TORONTO, Ont. – The legal fight against Canada’s solitary confinement laws continues today, with the Canadian Civil Liberties Association (CCLA) filing an appeal before Ontario’s highest court.
On December 18, 2017, Associate Chief Justice Frank Marrocco of the Ontario Superior Court released his decision, striking down Canada’s solitary confinement laws as unconstitutional. While CCLA welcomed the Court’s decision and its recognition of the devastating harms caused by the practice of solitary confinement, the CCLA remains concerned about the Court’s reluctance to impose more robust safeguards to prevent continued abuse.
Today, CCLA is appealing the decision of Associate Chief Justice Marrocco on several grounds, and it will argue that sections 31-37 of the Corrections and Conditional Release Act violate section 12 of the Charter of Rights and Freedoms because the confinement of inmates with mental illness and young inmates in administrative segregation constitutes cruel and unusual punishment.

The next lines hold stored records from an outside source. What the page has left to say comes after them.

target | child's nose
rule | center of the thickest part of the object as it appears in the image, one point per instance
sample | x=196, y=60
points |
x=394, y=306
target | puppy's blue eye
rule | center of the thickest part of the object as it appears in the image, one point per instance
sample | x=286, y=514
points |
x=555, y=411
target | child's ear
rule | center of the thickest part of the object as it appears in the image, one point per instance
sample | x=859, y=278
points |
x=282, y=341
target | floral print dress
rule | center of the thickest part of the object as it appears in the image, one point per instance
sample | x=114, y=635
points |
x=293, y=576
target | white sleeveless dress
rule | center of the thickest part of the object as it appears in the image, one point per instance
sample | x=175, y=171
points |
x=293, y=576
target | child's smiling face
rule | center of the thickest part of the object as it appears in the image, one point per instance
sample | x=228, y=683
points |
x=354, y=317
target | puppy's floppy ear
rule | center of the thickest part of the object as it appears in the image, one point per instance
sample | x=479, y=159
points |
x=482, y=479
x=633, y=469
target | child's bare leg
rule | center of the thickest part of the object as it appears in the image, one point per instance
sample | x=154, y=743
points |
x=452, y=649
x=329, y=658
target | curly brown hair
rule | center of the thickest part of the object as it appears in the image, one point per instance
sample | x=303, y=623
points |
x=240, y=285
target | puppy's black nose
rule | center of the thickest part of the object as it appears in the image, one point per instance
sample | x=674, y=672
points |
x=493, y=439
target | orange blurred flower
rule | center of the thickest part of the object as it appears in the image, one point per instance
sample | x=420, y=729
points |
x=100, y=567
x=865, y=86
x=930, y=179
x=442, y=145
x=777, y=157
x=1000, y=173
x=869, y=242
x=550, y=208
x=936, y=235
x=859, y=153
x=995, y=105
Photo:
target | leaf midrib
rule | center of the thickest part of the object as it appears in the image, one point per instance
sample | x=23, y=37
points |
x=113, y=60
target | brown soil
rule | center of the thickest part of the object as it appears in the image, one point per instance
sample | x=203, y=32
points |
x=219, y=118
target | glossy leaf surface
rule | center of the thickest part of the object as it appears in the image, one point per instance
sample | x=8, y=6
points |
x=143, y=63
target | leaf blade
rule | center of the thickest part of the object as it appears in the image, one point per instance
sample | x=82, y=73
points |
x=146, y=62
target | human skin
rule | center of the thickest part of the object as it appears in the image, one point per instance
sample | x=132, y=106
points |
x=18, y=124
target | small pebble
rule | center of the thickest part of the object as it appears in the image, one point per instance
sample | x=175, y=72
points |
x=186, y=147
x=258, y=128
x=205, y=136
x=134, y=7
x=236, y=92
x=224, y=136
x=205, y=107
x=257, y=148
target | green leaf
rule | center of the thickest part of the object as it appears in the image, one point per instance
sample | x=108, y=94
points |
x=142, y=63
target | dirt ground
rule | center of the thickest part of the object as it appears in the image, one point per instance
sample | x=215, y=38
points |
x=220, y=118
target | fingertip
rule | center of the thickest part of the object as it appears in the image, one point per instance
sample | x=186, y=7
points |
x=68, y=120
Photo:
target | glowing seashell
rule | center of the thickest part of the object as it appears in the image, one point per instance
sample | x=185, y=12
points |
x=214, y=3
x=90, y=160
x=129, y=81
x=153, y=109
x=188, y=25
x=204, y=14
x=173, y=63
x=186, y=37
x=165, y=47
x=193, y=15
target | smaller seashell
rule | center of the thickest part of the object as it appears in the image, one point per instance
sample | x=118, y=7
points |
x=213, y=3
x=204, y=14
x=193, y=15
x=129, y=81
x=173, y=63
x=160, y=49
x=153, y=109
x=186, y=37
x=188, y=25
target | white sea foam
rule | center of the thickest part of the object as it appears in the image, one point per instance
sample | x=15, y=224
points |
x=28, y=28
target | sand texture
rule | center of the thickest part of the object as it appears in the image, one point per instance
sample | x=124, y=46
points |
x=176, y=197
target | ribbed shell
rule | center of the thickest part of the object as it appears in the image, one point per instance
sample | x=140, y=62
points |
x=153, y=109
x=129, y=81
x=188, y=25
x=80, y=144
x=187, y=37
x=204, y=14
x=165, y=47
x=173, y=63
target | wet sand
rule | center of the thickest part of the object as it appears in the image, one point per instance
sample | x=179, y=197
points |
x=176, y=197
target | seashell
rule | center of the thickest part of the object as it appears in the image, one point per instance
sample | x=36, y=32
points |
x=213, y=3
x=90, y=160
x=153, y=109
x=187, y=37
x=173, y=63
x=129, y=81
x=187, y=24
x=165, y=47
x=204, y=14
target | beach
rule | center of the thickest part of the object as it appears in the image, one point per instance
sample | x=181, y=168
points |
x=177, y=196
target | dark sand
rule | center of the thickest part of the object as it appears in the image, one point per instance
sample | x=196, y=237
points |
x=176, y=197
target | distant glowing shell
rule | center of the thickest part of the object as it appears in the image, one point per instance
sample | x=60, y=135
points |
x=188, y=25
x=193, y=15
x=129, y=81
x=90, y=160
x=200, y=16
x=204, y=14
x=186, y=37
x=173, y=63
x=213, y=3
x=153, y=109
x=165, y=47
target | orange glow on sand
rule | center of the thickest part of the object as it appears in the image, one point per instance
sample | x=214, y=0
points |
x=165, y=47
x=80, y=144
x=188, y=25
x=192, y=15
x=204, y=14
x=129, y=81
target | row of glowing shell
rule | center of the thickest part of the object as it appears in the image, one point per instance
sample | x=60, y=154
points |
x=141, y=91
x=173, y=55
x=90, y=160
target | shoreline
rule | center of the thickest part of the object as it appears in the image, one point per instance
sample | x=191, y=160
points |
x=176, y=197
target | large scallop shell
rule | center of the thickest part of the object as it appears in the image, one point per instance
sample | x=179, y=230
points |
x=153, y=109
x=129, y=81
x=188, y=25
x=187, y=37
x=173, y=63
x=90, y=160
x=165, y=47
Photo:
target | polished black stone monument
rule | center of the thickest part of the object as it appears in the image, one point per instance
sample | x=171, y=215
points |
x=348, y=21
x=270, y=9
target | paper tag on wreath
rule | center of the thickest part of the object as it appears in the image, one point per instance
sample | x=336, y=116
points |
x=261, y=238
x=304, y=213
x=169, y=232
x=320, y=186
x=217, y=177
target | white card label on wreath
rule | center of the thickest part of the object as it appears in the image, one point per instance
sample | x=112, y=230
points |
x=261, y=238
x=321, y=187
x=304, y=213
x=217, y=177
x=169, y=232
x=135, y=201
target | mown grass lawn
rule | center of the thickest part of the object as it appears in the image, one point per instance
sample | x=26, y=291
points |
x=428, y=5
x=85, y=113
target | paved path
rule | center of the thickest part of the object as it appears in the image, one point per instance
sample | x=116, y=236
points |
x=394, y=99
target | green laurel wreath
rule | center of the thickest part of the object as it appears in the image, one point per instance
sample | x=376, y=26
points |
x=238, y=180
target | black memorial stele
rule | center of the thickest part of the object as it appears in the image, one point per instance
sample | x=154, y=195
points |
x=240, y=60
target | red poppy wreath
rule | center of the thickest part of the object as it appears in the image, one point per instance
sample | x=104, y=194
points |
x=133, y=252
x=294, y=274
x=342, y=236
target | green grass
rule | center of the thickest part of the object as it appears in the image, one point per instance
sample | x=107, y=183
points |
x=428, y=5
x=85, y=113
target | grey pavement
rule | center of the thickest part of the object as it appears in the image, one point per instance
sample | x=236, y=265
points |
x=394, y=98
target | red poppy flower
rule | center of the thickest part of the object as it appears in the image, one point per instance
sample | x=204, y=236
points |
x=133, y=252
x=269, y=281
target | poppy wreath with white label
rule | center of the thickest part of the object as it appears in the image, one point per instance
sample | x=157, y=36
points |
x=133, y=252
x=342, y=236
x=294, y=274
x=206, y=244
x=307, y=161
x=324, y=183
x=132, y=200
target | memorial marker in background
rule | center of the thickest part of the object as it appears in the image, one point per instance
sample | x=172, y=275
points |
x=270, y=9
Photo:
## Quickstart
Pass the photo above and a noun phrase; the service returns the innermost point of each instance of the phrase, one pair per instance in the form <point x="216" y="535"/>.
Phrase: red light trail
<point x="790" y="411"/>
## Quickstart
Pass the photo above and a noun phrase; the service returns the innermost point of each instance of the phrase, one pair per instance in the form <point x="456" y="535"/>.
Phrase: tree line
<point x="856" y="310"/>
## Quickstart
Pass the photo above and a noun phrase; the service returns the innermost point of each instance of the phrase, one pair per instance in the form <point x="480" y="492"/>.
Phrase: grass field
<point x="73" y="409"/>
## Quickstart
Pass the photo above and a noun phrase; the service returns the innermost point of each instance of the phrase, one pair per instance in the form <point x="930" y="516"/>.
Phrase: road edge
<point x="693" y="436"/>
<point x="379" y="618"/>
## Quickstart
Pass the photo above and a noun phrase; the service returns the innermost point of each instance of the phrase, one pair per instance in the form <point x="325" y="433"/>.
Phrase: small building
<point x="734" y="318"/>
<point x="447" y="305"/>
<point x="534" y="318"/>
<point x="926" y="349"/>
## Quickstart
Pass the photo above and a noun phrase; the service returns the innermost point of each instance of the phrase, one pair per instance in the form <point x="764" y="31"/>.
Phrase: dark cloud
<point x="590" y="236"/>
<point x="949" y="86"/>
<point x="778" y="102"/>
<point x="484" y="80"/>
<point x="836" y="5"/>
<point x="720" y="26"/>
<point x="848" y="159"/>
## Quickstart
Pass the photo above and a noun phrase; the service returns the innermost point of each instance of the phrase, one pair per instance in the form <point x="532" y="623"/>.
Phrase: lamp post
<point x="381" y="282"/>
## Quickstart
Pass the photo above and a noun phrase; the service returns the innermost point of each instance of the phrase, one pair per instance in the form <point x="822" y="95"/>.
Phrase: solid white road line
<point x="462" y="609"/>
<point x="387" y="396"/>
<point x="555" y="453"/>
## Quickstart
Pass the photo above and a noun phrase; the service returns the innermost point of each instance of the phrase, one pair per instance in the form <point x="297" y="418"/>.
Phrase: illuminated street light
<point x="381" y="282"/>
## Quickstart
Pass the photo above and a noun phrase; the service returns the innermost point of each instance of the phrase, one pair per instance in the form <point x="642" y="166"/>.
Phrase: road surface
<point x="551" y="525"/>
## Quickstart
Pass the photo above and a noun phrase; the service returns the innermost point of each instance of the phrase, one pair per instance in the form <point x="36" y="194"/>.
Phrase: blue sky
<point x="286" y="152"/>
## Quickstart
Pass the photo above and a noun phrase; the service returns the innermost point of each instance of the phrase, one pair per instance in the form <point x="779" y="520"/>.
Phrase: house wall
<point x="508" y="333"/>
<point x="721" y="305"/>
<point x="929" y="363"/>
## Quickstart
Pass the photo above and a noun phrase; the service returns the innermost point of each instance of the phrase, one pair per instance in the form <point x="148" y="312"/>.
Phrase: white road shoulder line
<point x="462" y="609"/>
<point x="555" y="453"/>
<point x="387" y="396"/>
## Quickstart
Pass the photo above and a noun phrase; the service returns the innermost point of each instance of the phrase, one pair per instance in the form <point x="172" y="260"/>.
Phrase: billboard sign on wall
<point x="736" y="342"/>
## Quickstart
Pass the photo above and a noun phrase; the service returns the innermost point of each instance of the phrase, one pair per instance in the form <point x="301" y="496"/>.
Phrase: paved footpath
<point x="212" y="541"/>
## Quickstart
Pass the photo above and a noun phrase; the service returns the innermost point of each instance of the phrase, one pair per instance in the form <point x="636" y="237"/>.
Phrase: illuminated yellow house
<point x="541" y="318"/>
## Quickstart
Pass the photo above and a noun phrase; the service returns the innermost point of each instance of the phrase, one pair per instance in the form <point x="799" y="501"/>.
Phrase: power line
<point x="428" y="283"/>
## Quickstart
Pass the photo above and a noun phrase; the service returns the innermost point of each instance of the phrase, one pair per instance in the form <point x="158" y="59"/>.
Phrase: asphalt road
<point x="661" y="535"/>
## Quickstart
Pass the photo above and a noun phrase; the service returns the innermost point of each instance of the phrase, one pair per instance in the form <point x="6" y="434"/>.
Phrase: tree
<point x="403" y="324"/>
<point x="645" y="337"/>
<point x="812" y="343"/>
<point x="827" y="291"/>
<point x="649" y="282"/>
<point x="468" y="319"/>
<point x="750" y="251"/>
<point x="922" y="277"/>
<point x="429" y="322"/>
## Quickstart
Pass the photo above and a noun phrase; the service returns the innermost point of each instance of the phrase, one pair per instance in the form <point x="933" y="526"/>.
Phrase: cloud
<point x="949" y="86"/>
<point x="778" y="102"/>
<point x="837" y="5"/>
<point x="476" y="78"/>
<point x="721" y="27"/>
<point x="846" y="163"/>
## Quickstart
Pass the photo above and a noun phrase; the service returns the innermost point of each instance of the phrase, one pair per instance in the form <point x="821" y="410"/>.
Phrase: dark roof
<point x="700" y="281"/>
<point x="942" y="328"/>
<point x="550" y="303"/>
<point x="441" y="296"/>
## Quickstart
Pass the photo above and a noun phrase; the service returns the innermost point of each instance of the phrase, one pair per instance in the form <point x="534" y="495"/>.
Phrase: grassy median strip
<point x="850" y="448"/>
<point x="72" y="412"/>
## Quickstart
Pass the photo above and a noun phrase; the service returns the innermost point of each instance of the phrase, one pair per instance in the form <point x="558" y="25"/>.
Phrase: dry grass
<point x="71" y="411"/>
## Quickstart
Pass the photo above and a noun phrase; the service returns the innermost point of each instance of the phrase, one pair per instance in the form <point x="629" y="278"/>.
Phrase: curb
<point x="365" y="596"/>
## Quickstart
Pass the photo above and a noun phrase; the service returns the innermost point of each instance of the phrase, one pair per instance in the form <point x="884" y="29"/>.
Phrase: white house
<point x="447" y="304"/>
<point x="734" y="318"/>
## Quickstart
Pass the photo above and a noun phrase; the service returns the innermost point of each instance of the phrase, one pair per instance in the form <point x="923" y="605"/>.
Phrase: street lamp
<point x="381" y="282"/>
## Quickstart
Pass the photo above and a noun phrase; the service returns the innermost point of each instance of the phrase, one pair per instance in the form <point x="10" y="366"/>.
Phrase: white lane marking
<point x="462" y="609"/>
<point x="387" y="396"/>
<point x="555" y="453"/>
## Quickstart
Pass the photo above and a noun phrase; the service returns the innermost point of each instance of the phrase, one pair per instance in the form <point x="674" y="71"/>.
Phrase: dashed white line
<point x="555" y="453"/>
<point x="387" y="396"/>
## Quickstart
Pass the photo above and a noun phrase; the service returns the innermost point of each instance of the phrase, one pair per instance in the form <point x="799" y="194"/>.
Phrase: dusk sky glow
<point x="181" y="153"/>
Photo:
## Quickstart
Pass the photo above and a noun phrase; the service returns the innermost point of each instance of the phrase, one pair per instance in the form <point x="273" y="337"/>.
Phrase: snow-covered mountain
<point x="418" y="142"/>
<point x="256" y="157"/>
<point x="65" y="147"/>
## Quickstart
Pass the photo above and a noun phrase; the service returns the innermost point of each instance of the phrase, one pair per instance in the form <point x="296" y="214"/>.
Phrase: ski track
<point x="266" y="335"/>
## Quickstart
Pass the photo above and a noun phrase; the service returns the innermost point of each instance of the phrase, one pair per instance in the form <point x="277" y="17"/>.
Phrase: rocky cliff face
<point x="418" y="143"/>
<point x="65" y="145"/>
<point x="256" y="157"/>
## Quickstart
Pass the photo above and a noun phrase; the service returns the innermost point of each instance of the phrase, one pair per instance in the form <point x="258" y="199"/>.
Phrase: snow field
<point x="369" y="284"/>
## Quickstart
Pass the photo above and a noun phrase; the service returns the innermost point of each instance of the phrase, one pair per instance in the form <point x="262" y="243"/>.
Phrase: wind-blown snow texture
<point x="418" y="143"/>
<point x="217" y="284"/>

Michael Rosenberg of McCarthy Tétrault LLP, counsel to CCLA, explained that “Associate Chief Justice Marrocco’s condemnation of the practice of solitary confinement is a victory for all Canadians. However, CCLA will continue to fight until it obtains broader protections for vulnerable inmates, because fundamental freedoms are still at stake”.
CCLA is represented by counsel Jonathan Lisus, Larissa Moscu, and Fahad Siddiqui of Lax O’Sullivan Lisus Gottlieb LLP and Michael Rosenberg and Charlotte-Anne Malischewski of McCarthy Tétrault LLP.
Fighting freedoms for over fifty years, the Canadian Civil Liberties Association is Canada’s leading national organization on civil liberties.